Par Jean-Marc Warszawski ——
François-Sappey Brigitte, La musique au tournant des siècles. Fayard, Paris 2015 [304 p. ; ISBN 978-2-213-68250-1 ; 20 €]
Pour son 20e ouvrage, le 10e chez Fayard, Brigitte François-Sappey se demande si les passages d'un siècle à l'autre ne seraient pas vécus par les musiciens comme des moments particuliers. Ainsi posée, la question, est ambiguë, car quel que soit le sentiment qu'on peut avoir en passant ou en frôlant le nombre des centaines en années de calendrier (ce n'est pas que le lot des musiciens), cela ne dit pas ce qu'on fait en réalité, ni si ce passage a une influence sur nos œuvres. Les choses et le sentiment que nous en avons ne s'identifient pas les unes à l'autre.
Dans son introduction l'auteur demande si le tournant des siècles n'est pas la rencontre du temps psychologique avec le temps réel, et ajoute quelques lignes et citations sur l'ancien et le nouveau, en mode dissertation littéraire, là où les philosophies de l'être, d'Aristote à Heidegger, se sont cassées les dents, jusqu'aux prothèses aporétiques du temps de Paul Ricœur1, suspendues entre en effet le temps psychologique et celui des flambeaux du ciel, pour reprendre une formule de saint Augustin.

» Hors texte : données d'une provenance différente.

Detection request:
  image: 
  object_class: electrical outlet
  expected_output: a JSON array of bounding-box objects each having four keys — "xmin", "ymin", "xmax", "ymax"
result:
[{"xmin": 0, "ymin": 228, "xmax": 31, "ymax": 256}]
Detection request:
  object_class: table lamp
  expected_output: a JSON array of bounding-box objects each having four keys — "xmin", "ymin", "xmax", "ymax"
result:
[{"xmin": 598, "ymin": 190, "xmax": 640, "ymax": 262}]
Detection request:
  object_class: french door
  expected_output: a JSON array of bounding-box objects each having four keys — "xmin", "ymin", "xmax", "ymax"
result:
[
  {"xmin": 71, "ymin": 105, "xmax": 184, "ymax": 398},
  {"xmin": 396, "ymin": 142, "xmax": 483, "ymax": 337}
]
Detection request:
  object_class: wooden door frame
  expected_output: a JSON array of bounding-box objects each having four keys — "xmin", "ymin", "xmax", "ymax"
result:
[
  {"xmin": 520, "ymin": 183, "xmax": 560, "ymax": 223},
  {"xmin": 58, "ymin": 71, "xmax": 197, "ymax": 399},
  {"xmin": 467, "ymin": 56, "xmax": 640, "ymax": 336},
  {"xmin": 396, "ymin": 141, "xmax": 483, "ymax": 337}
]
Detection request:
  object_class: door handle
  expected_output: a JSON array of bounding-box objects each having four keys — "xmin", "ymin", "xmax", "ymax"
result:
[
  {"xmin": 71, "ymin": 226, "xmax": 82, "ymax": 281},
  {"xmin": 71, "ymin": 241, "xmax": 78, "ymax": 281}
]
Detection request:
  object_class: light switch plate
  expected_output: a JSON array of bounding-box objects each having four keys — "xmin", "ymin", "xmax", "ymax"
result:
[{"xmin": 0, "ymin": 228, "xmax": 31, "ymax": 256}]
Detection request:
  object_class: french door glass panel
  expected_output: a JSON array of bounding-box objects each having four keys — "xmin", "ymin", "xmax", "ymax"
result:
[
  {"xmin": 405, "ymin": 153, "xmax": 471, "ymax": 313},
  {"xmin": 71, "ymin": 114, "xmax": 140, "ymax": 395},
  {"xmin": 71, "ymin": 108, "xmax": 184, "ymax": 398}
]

Il ne peut en être autrement, car le temps n'a aucune réalité.
Quitte à l'évoquer, peut-être aurait-il fallu exposer cette problématique avec un peu plus de minutie, non pour la philosopher, pour s'en débarrasser et entrer dans le vif de la démarche qui est d'examiner les productions musicales entre les années 89 des siècles finissants et 25 de ceux faisant leurs premiers ans. Même si évidemment le concept ne tient pas, il aurait au moins pu être un bon prétexte pour présenter une histoire de la musique de manière originale. Sur la longue durée la moyenne des espérances de vie devant être d'environ 65 ans, il est peu de personnes n'ayant pas frayé avec le centenaire calendaire.
Mais de ce point de vue, ce livre est décevant.
Ce n'est pas le calendrier qui dynamise les actions humaines, Brigitte François-Sappey le remarque par un survol trop rapide, le jet d'une phrase, puis rien de plus, comme il est souvent le cas dans ce livre : « L'artiste résonne néanmoins comme une harpe éolienne à ce qui l'entoure ». Or ce qui l'entoure, ce n'est pas le temps, c'est la vie sociale, qui donne corps et rythme et sens au temps.
La première partie du livre est une avalanche de références théoriques, musicales, historiques, toutes effleurées à la vitesse supersonique, qui ne s'articulent ni entre elles ni avec le sujet. C'est un papillonnement — très érudit — de témoignages d'archives et livresques observé depuis aujourd'hui, qui ne peut remplacer la conceptualisation historienne.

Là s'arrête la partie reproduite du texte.